What was Helen weaving and the importance of other storytelling methods
How marginalised communities told stories beyond words.
Over the weekend, I was invited to share some of my research and writing at aNERDgallery. Since what I shared was only the tip of my research iceberg, I thought I’ll post it here as a full article.
We’ve all heard of Helen of Troy or perhaps, Helen of Sparta, and we all probably know of her beauty, being the face who “launched a thousand ships”. Those familiar with Homer and Greek Antiquity may also add that she, a queen in her own right, had allegedly “caused” the Trojan War as those ships were after all launched so as to get her back from Troy after Paris had abducted her. This account of the story however undermines her agency, her voice and her telling of her own story.

Beyond the so-called role she played in the decade-long war, an often-overlooked aspect of Helen’s role in Homer’s epic poem was how her first appearance therein shows her engaged in the act of weaving.
“[Iris] came on Helen in the chamber: she was weaving a great web, a double folded cloak of crimson, and working into it the numerous struggles of Trojans, breakers of horses, and bronze-armoured Achaeans, struggles that they endured for her sake at the hands of the war god.”
The Iliad, Book 3
Herein, her capabilities are further emphasised by how she was shown weaving a “double-folded cloak of crimson” whereby its double-fold makes it a highly technical piece that is challenging to make. As such, even though the discourse surrounding Helen emphasizes her beauty and how she must be possessed, they obscure how she is a skilled weaver who is both able and willing to use her own skills.
It is important to note that Helen here is working on a tapestry such that she herself is also telling her own version of the story through the cloak she weaves. Of note here is the depiction of Helen through ekphrasis — being, the use of detailed description of a work of visual art as a literary device. This makes it clear that as Helen takes on the position of a bard who is working in a visual medium as opposed to oral verse, we can also see within the words of The Iliad a hint towards the gaps within the known myth, being Helen’s own untold story of the Trojan War. After all, the marginalised seldom had the privilege of accessing the scribbles and scrawls that we are so familiar with. As a response to their circumstances, they often had to tell stories in their own unique ways.
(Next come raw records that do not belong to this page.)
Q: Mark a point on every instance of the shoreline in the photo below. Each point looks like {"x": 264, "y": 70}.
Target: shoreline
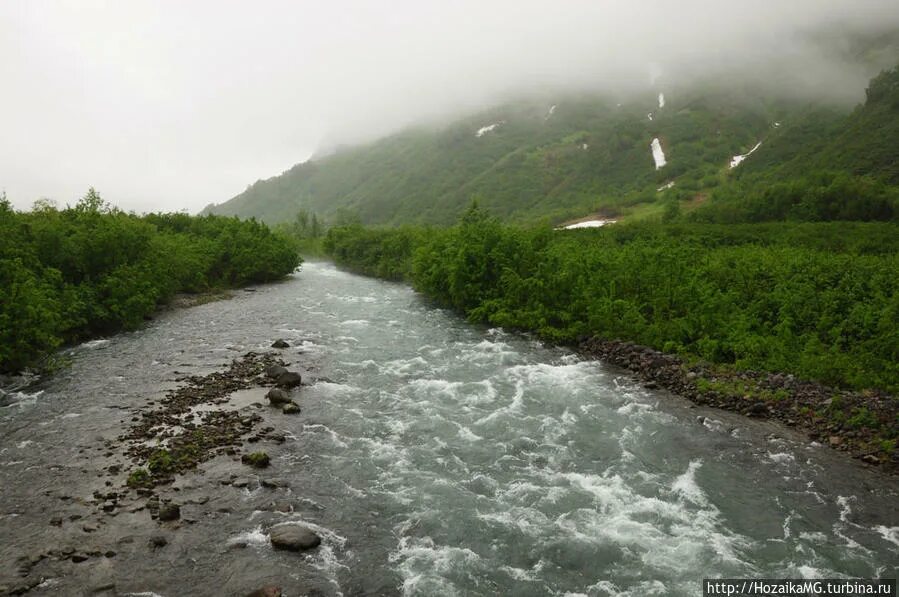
{"x": 848, "y": 421}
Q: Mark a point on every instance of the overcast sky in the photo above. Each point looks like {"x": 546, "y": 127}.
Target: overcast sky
{"x": 172, "y": 104}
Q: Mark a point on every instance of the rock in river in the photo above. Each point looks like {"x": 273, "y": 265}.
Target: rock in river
{"x": 266, "y": 591}
{"x": 275, "y": 371}
{"x": 289, "y": 379}
{"x": 278, "y": 396}
{"x": 293, "y": 537}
The Iliad builds upon this gap by showing how starkly different Helen’s story was from the stories told about her by the rest of the men. Even though she acknowledges that the armies were fighting for her, she retorts Homer’s blaming of her by attributing their sufferings to Ares, the god of war.
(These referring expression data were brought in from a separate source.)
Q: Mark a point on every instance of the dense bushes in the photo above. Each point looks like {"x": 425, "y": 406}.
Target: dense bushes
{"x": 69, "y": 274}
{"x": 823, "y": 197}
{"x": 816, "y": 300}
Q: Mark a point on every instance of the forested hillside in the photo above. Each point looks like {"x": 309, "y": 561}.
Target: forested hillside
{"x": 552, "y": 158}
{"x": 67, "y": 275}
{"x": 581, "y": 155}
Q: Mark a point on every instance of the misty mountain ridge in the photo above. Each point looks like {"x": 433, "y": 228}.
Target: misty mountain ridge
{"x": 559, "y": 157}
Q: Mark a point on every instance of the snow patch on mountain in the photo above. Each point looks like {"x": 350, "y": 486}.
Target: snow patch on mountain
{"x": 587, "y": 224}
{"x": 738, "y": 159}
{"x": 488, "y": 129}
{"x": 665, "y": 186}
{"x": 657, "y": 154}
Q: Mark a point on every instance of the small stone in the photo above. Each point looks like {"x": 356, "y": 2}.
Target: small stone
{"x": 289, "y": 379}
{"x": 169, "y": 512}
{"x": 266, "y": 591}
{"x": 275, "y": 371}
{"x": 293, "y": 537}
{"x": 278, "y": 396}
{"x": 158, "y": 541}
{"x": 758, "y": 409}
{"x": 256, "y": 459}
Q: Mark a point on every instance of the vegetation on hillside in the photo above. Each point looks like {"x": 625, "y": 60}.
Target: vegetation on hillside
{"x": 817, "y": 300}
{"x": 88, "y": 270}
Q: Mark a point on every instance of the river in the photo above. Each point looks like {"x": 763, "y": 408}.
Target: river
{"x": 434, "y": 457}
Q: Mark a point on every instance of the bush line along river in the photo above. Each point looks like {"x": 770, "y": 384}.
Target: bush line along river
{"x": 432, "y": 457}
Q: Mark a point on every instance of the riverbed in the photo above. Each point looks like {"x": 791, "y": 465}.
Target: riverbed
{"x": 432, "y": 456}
Between a god and a beautiful woman, whose story do we believe? As Helen neither returns to her weaving nor is the historical web mentioned again, questions arise as to whether the image of war she had created in The Iliad is literal or metaphorical.
Either way, is it even possible to ascertain the truth behind Helen’s claim when her story is told through a textile artefact that must be seen and felt in order to be truly understood, an elusive artefact that we never had access to? Can we even believe Homer’s claim as to what Helen is doing? Considering how Homer who tells the story of the Iliad is also supposedly blind or not a real person altogether, the impossibility of grasping Helen’s story through words alone is emphasised.
Beyond The Iliad, Helen also demonstrates the the significance of textiles to female narratives in The Odyssey as she gifts Telemachus with a cloak while mentioning the potential for handcrafted objects to immortalize those who have made them.
“And I too, dear child, have this gift to you, a monument to the hands of Helen, for your wife to wear, on the day of her very lovely wedding”
The Odyssey, Book 15
Aside from transgressing upon her husband’s position by bestowing upon Telemachus the last gift, a position which suggests that her gift is the best or most important, she also outdoes him for this cloak is the only garment in either epic to have its commemorative function expressly articulated. This is crucial as her gift is also a medium of exchange between her and another woman, demonstrating her capacity to navigate invisibly through the gaps within the established structures of power in order to create connections, not through texts, but textiles.
In considering both depictions of Helen together, the doubleness of her hands — possessed of the skill to commemorate and to destroy — may be observed. Even though these aspects of Helen are often downplayed or undermined, the power she wields as a female character in both of the Homeric texts cannot be ignored.
Instead of seeing Helen as nothing more than a pretty face, her presence as a charged figure who amplifies marginalised voices. Less more of such stories get lost through time, we should start paying closer attention to the different ways by which narratives are constructed.